Investing.com - Crude oil prices fell in Asia on Tuesday ahead of U.S. industry stocks data that may point to a bearish demand picture.
On the New York Mercantile Exchange, West Texas Intermediate crude oil for delivery in September traded at $101.52 a barrel, down 0.15%, after hitting an overnight session low of $100.91 a barrel and a high of $102.09 a barrel.
Brent oil on ICE Futures Europe slid 0.8% to $107.57 a barrel.
Data due later Tuesday by the American Petroleum Institute on U.S. stocks of crude will be in focus as a possible guide to more widely watched Department of Energy data on Wednesday.
The Department of Energy data is expected to show a 1 million barel drop in U.S. crude oil stocks.
Investors reassessed geopolitical impacts on oil in the Middle East after Hamas and Israel agreed to a 24-hour humanitarian truce on Sunday.
U.S. President Barack Obama had called for a ceasefire between the two sides, but there was no indication of any comprehensive deal to end the fighting, which cushioned oil's losses.

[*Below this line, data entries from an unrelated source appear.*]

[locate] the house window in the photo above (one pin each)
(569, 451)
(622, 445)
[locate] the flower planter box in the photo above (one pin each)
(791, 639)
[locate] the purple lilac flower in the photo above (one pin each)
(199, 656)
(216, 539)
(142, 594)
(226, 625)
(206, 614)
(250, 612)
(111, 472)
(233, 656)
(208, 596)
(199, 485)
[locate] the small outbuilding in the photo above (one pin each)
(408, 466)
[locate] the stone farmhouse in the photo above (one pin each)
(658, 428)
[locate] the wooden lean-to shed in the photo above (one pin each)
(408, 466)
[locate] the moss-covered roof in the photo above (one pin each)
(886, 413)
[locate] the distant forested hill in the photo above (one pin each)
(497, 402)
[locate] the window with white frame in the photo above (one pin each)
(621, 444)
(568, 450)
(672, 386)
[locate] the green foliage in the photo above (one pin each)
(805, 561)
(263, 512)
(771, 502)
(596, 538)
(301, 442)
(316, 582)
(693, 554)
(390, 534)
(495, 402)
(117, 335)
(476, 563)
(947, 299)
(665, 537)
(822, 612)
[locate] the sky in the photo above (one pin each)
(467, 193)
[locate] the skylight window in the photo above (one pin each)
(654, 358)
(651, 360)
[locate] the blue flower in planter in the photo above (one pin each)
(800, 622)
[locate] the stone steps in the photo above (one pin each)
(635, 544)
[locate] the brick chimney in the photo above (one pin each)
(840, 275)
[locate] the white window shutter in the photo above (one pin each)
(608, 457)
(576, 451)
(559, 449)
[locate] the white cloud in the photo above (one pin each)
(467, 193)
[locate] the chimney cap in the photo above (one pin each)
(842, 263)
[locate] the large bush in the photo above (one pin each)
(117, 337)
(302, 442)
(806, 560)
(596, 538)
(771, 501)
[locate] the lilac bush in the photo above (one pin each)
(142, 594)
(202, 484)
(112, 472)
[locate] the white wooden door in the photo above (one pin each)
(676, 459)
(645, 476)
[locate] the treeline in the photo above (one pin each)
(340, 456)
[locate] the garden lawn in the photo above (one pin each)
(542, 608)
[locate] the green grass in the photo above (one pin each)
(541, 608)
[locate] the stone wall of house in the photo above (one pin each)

Earlier Monday, an attack on a park in Gaza killed several children, with Israel and Hamas casting blame at each other, though concerns the fighting will embroil the Middle East and disrupt supply backed off on Monday.
Reports of rising gasoline stocks at the U.S. oil hub in Cushing, Oklahoma, as well as news that European refineries are cutting runs or even idling plants due to an influx of oil products from the U.S. sent investors selling oil futures on concerns global supply remains ample, especially considering that disruption fears in war-torn Iraq and elsewhere in the Middle East never panned out.
Soft U.S. economic indicators sent oil prices dipping as well.
The National Association of Realtors reported earlier that U.S. pending home sales fell 1.1% in June, disappointing expectations for a 0.5% gain.
"Activity is notably higher than earlier this year as prices have moderated and inventory levels have improved," NAR chief economist Lawrence Yun said in a statement.
"However, supply shortages still exist in parts of the country, wages are flat, and tight credit conditions are deterring a higher number of potential buyers from fully taking advantage of lower interest rates."